Читаем The English Patient полностью

“I was in a tuxedo, a monkey suit, in order to get into this gathering, a party, to steal some papers. Really I was still a thief. No great patriot. No great hero. They had just made my skills official. But one of the women had brought a camera and was snapping at the German officers, and I was caught in mid-step, walking across the ballroom. In mid-step, the beginning of the shutter’s noise making me jerk my head towards it. So suddenly everything in the future was dangerous. Some general’s girlfriend.

“All photographs taken during the war were processed officially in government labs, checked by the Gestapo, and so there I would be, obviously not part of any list, to be filed away by an official when the film went to the Milan laboratory. So it meant having to try and steal that film back somehow.”


   She looks in on the English patient, whose sleeping body is probably miles away in the desert, being healed by a man who continues to dip his fingers into the bowl made with the joined soles of his feet, leaning forward, pressing the dark paste against the burned face. She imagines the weight of the hand on her own cheek.

She walks down the hall and climbs into her hammock, giving it a swing as she leaves the ground.

Moments before sleep are when she feels most alive, leaping across fragments of the day, bringing each moment into the bed with her like a child with schoolbooks and pencils. The day seems to have no order until these times, which are like a ledger for her, her body full of stories and situations. Caravaggio has for instance given her something. His motive, a drama, and a stolen image.


He leaves the party in a car. It crunches over the slowly curving gravel path leading out of the grounds, the automobile purring, serene as ink within the summer night. For the rest of the evening during the Villa Cosima gathering he had been looking at the photographer, spinning his body away whenever she lifted the camera to photograph in his direction. Now that he knows of its existence he can avoid it. He moves into the range of her dialogue, her name is Anna, mistress to an officer, who will be staying here in the villa for the night and then in the morning will travel north through Tuscany. The death of the woman or the woman’s sudden disappearance will only arouse suspicion. Nowadays anything out of the ordinary is investigated.

Four hours later, he runs over the grass in his socks, his shadow curled under him, painted by the moon. He stops at the gravel path and moves slowly over the grit. He looks up at the Villa Cosima, at the square moons of window. A palace of war-women.

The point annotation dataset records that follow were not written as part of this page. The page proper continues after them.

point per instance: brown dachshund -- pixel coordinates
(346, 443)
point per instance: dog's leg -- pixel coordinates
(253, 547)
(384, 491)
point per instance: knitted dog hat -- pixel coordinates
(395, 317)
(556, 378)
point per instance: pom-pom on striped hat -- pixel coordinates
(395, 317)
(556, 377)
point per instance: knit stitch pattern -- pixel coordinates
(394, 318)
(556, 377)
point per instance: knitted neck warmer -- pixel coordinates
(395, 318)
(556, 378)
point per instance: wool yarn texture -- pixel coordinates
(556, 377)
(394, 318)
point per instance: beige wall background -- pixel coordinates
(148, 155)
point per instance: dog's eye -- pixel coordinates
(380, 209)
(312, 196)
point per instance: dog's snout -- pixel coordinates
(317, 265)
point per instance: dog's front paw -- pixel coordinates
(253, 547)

A car beam—like something sprayed out of a hose—lights up the room he is in, and he pauses once again in mid-step, seeing that same woman’s eyes on him, a man moving on top of her, his fingers in her blonde hair. And she has seen, he knows, even though now he is naked, the same man she photographed earlier in the crowded party, for by accident he stands the same way now, half turned in surprise at the light that reveals his body in the darkness. The car lights sweep up into a corner of the room and disappear.

Then there is blackness. He doesn’t know whether to move, whether she will whisper to the man fucking her about the other person in the room. A naked thief. A naked assassin. Should he move—his hands out to break a neck—towards the couple on the bed?

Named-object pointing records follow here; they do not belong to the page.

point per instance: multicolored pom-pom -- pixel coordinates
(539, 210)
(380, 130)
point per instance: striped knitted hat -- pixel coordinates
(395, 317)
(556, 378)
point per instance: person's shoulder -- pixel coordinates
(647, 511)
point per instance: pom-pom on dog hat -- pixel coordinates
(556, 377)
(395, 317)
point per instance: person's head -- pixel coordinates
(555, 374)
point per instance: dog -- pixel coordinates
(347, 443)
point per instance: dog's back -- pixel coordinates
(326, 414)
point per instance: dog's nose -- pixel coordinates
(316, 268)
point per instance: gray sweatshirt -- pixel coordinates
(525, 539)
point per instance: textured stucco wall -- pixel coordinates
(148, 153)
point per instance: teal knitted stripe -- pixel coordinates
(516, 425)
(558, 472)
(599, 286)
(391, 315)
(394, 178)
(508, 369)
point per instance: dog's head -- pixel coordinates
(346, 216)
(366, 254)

He hears the man’s lovemaking continue, hears the silence of the woman—no whisper—hears her thinking, her eyes aimed towards him in the darkness. The word should be think-ering. Caravaggio’s mind slips into this consideration, another syllable to suggest collecting a thought as one tinkers with a half-completed bicycle. Words are tricky things, a friend of his has told him, they’re much more tricky than violins. His mind recalls the woman’s blonde hair, the black ribbon in it.

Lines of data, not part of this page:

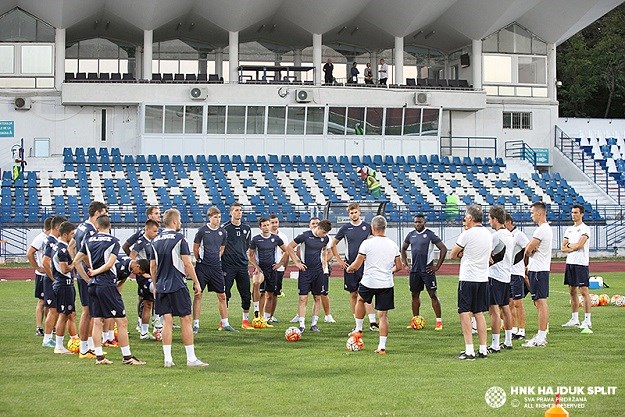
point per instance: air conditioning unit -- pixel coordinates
(198, 93)
(303, 96)
(22, 103)
(422, 99)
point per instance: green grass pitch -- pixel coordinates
(257, 373)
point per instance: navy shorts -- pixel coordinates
(49, 297)
(242, 277)
(269, 282)
(39, 286)
(105, 302)
(176, 303)
(352, 281)
(473, 297)
(421, 280)
(499, 292)
(310, 281)
(66, 299)
(211, 278)
(279, 277)
(539, 284)
(384, 297)
(576, 275)
(143, 289)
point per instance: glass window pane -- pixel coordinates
(216, 120)
(314, 121)
(393, 121)
(276, 120)
(236, 120)
(7, 64)
(193, 119)
(532, 70)
(37, 59)
(355, 120)
(255, 120)
(412, 122)
(374, 121)
(153, 119)
(336, 121)
(295, 121)
(174, 116)
(430, 122)
(497, 69)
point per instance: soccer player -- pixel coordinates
(262, 256)
(275, 229)
(311, 279)
(576, 244)
(169, 268)
(518, 282)
(84, 231)
(381, 258)
(355, 232)
(473, 248)
(34, 254)
(152, 213)
(499, 279)
(105, 301)
(234, 260)
(142, 250)
(211, 238)
(63, 285)
(49, 296)
(539, 253)
(423, 270)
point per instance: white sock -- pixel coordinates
(359, 323)
(190, 353)
(508, 339)
(382, 343)
(167, 353)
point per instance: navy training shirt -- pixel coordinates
(311, 247)
(265, 248)
(211, 241)
(237, 244)
(169, 247)
(354, 236)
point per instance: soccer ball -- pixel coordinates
(354, 344)
(292, 334)
(604, 299)
(73, 345)
(259, 323)
(594, 300)
(417, 322)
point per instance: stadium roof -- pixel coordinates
(280, 25)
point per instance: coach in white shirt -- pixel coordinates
(473, 248)
(381, 258)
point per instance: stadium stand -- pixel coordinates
(286, 185)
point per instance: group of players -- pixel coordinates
(492, 275)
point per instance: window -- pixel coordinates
(517, 120)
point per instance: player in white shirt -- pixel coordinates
(518, 280)
(576, 245)
(499, 279)
(473, 248)
(539, 253)
(381, 258)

He hears the car turning and waits for another moment of light. The face that emerges out of the dark is still an arrow upon him. The light moves from her face down onto the body of the general, over the carpet, and then touches and slides over Caravaggio once more. He can no longer see her. He shakes his head, then mimes the cutting of his throat. The camera is in his hands for her to understand. Then he is in darkness again. He hears a moan of pleasure now from her towards her lover, and he is aware it is her agreement with him. No words, no hint of irony, just a contract with him, the morse of understanding, so he knows he can now move safely to the verandah and drop out into the night.


   Finding her room had been more difficult. He had entered the villa and silently passed the half-lit seventeenth-century murals along the corridors. Somewhere there were bedrooms like dark pockets in a gold suit. The only way he could get past guards was to be revealed as an innocent. He had stripped completely and left his clothes in a flower bed.